I'm writing a chess playing program...

just for fun.

Is that a dumb thing to do?

The problem is that while it's going to use alpha-beta pruning, and have a decent (so far as I can make it) static evaluation function, and will be nicely OO--there's going to be no distinction between opening middle and end.

We'll see how long before it can beat me...

You're just going to use brute force?

I think that GnuChess works that way -- no book of openings, etc..., just brute force. It's fairly bright, too. Not easy to beat.

Oriented program structure that could, in theory be adapted to any game of perfect information w/ no randomness... like Checkers or Othello or Connect Four

Adding an opening library would be a pain in the butt.

But if you're right about GnuChess, then maybe this thing can work out.

my senior research proposal pertains to the evolutionary design of chess AIs...we'll see if it works out heh.

And the thing kicked ass... but C4 is a solved game

One thing to look into is the more generic question of implementing a MiniMax algorithm.

There was Alpha-Beta pruning, which was a HUGE step that radically increased speed without any change in outcome. (That is for a given search depth the same move would always be found)

Then there's something called MD(f), which is an improved version that essentially keeps memory of what's going on to speed things up yet more.

I've spent past couple years writing "brute-force" algorithms to find profitable hyper-short term patterns in the stock-markets using self derived fuzzy logic and neural net principles.

Maybe I should check into some of work done by chess gurus?

wading through minimax trees to find the best end state. I'm not sure how it applies to what you're doing.

I wrote a taxi dispatching system some years ago, and studied GnuChess first to get a general idea of how to go about doing a brute force problem solving algorithm.

One thing I'd say was vastly different: In chess, you have a finite number of pieces, and a finite (albeit large) number of possible end states. In any 'real life' endeavor, you probably have a functionally infinite number of possible end states -- actually, there is no 'end state'. In addition, unlike chess, when dispatching taxicabs and fares, new 'pieces' pop up on the board all the time.

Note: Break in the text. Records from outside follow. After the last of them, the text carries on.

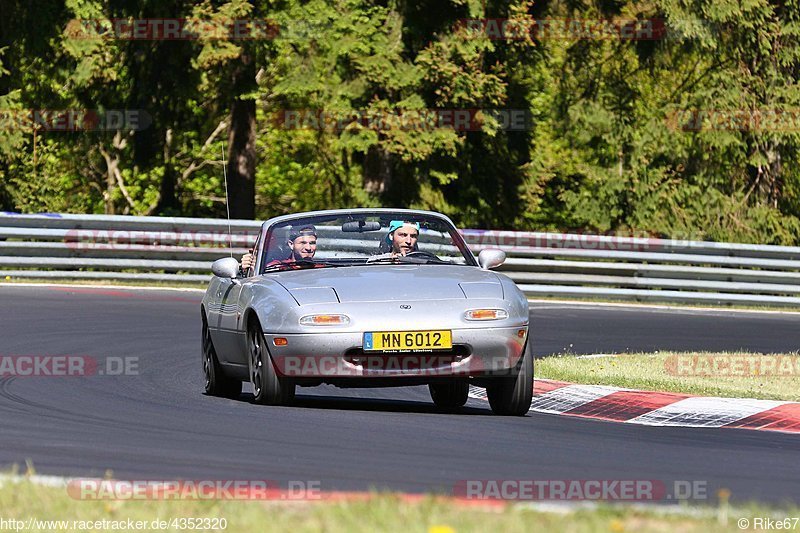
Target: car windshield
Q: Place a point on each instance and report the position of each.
(359, 239)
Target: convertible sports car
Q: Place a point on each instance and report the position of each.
(367, 298)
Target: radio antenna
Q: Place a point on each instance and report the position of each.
(227, 199)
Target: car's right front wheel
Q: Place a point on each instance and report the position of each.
(268, 387)
(512, 395)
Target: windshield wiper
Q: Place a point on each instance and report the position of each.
(425, 259)
(299, 264)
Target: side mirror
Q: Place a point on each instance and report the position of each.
(227, 267)
(491, 258)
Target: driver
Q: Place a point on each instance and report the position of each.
(302, 244)
(402, 237)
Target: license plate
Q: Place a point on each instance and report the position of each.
(385, 341)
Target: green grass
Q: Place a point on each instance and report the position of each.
(660, 372)
(22, 499)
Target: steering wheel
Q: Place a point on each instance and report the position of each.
(420, 253)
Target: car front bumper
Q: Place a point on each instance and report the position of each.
(331, 355)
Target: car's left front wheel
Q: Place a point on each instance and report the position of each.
(268, 387)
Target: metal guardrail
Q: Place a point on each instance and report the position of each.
(180, 250)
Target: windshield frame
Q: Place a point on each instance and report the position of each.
(270, 226)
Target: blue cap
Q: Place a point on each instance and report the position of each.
(395, 224)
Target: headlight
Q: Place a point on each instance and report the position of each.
(324, 320)
(486, 314)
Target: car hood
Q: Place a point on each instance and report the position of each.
(389, 283)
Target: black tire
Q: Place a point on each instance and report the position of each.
(268, 387)
(217, 383)
(512, 395)
(449, 395)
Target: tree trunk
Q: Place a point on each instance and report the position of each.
(377, 170)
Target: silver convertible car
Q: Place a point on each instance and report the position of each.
(367, 298)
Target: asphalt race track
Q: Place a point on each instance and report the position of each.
(157, 424)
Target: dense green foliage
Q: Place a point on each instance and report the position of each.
(613, 141)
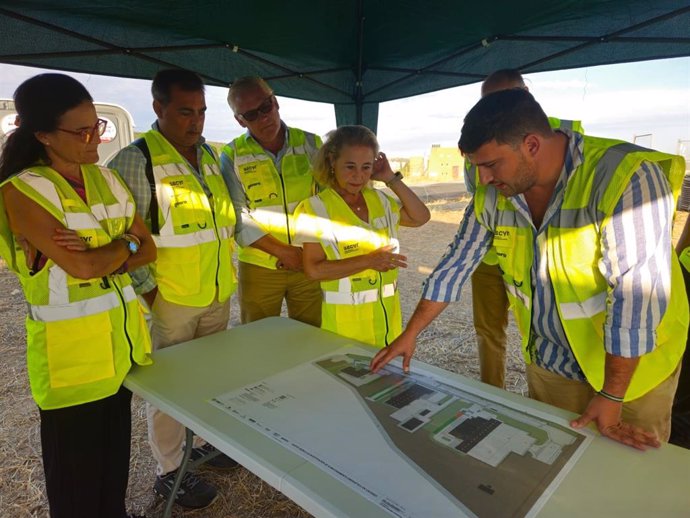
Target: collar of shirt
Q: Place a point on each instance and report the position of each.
(573, 158)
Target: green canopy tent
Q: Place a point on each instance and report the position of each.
(351, 53)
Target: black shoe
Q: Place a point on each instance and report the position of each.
(193, 492)
(220, 461)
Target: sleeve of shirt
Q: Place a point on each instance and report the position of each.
(247, 230)
(636, 261)
(471, 243)
(130, 164)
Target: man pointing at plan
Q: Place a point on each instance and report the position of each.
(582, 230)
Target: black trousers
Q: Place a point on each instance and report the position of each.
(86, 457)
(680, 416)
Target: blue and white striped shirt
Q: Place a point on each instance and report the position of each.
(636, 263)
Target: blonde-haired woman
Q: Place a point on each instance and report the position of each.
(349, 236)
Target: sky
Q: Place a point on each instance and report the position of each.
(647, 102)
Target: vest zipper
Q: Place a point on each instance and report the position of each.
(215, 226)
(287, 217)
(383, 307)
(124, 324)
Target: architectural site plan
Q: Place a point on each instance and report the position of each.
(415, 444)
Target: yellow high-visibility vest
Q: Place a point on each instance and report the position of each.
(83, 335)
(573, 253)
(472, 173)
(273, 196)
(196, 236)
(364, 306)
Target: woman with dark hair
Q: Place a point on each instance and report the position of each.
(69, 231)
(349, 236)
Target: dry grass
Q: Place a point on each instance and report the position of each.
(447, 343)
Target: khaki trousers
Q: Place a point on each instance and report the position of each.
(262, 290)
(651, 412)
(173, 324)
(490, 312)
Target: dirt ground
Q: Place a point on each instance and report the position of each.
(447, 343)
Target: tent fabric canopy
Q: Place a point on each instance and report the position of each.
(351, 53)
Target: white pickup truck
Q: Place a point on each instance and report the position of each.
(118, 133)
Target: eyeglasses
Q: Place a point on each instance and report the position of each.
(87, 134)
(264, 108)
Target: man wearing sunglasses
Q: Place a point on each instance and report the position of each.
(176, 182)
(268, 172)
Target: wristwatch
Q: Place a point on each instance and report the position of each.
(397, 176)
(133, 243)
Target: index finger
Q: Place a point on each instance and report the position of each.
(381, 359)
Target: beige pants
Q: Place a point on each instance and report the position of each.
(490, 311)
(651, 412)
(173, 324)
(262, 290)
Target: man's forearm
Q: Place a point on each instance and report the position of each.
(425, 312)
(618, 372)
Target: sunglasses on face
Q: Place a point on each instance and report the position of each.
(86, 135)
(264, 108)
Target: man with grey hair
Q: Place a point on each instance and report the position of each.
(268, 172)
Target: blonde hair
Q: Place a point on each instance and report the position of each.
(336, 140)
(244, 84)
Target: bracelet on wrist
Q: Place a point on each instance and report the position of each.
(396, 177)
(122, 269)
(610, 397)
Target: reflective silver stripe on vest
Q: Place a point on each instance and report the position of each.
(576, 218)
(185, 240)
(99, 212)
(246, 159)
(358, 297)
(226, 232)
(586, 309)
(81, 308)
(518, 294)
(116, 210)
(320, 211)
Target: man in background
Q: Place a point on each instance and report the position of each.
(268, 172)
(170, 170)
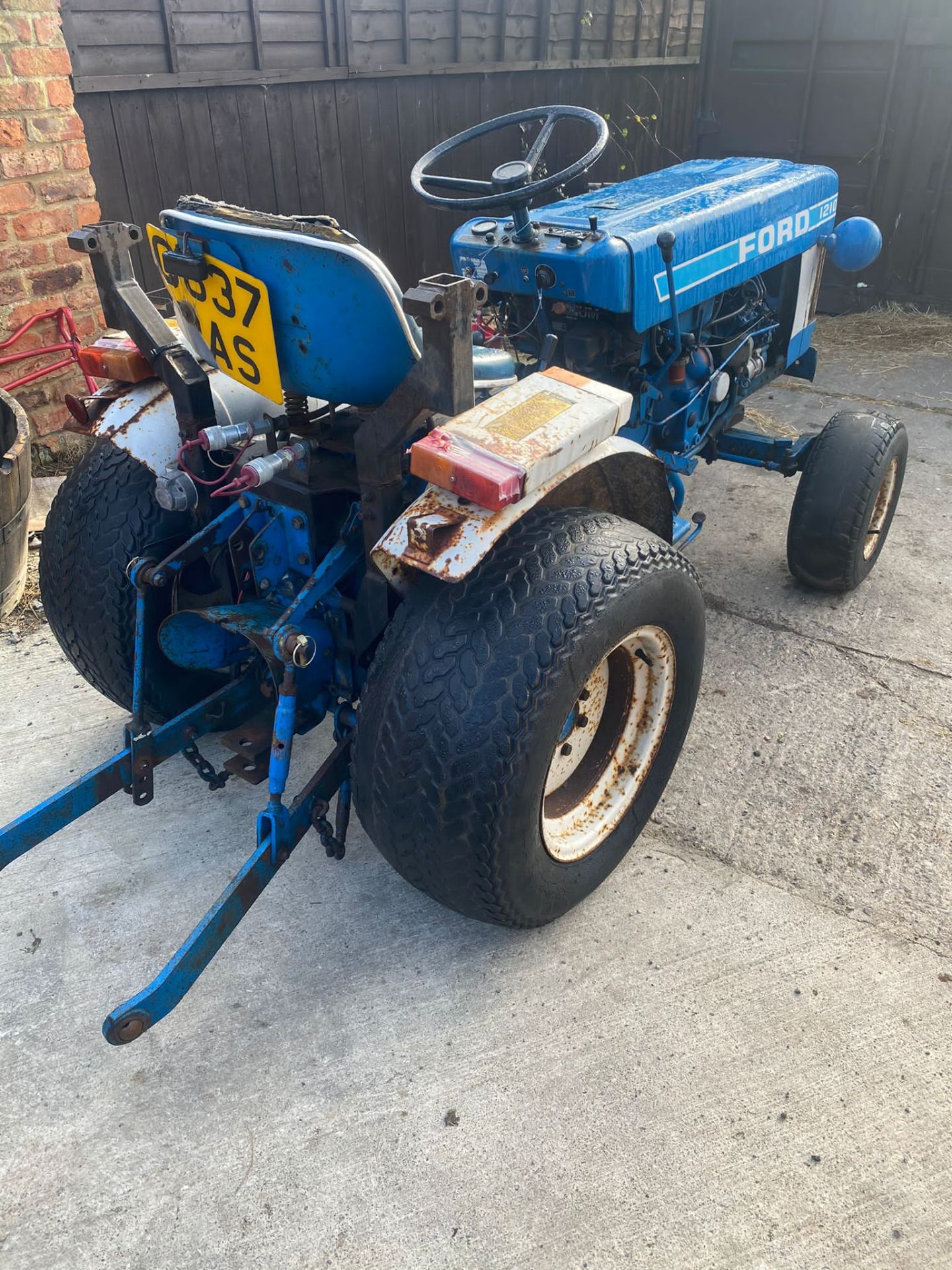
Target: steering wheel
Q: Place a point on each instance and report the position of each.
(510, 185)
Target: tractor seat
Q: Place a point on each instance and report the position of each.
(337, 312)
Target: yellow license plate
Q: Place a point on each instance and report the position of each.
(233, 313)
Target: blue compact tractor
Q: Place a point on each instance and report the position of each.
(448, 521)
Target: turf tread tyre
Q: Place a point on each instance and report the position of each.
(836, 497)
(103, 516)
(457, 685)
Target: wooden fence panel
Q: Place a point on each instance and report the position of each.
(347, 146)
(324, 106)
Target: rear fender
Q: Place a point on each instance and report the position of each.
(141, 419)
(446, 538)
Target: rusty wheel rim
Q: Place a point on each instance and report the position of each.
(885, 498)
(608, 745)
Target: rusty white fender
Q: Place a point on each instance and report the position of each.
(446, 536)
(143, 418)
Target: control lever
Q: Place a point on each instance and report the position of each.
(549, 347)
(666, 245)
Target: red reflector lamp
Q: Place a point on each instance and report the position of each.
(114, 357)
(467, 470)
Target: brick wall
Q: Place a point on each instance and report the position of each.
(46, 190)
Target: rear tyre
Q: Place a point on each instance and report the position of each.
(518, 728)
(103, 516)
(846, 499)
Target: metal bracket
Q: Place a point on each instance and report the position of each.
(127, 306)
(226, 706)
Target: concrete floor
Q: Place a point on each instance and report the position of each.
(735, 1054)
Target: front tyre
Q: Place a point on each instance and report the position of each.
(846, 499)
(518, 728)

What I decided was that it wasn't much use to work much past the second move, if that. The 'board' was too dynamic to bother working it farther. In addition, each 'piece' would move once (make one decision) per 'turn' (or 'round' in my lingo), instead of one move per 'turn' per side. I settled on going over the entire fleet once, figuring out the best 'first move', then doing it again for the second move, based on the first.

'Moves' (assignments) were weighted based on a number of factors (which I'm still in the process of modifying regularly). The first 'move' (assignment) for each taxi was weighted higher than the second. The best two assignment pair was then chosen for that taxi.

However, what I'd like to do is also compare each taxi's 'pair' of assignments (which my also be two 'null' assignments, ie., no calls to that taxi this round) with every other taxi's pairs, so that if two taxis were up for the same fare, the one with the best 'fitter' (more taxi lingo) would end up with it. Unfortunately, I didn't get this far, since I started to worry that my algorithm was getting kind of ugly. I think my class hierarchy needs a bit of refactoring before I go there.

Since we have some regular sets of fares that ride everyday at the same time, I'd like to treat favorable combinations of these in a manner similar to the 'book' in a chess program, but that will have to wait for refactoring as well.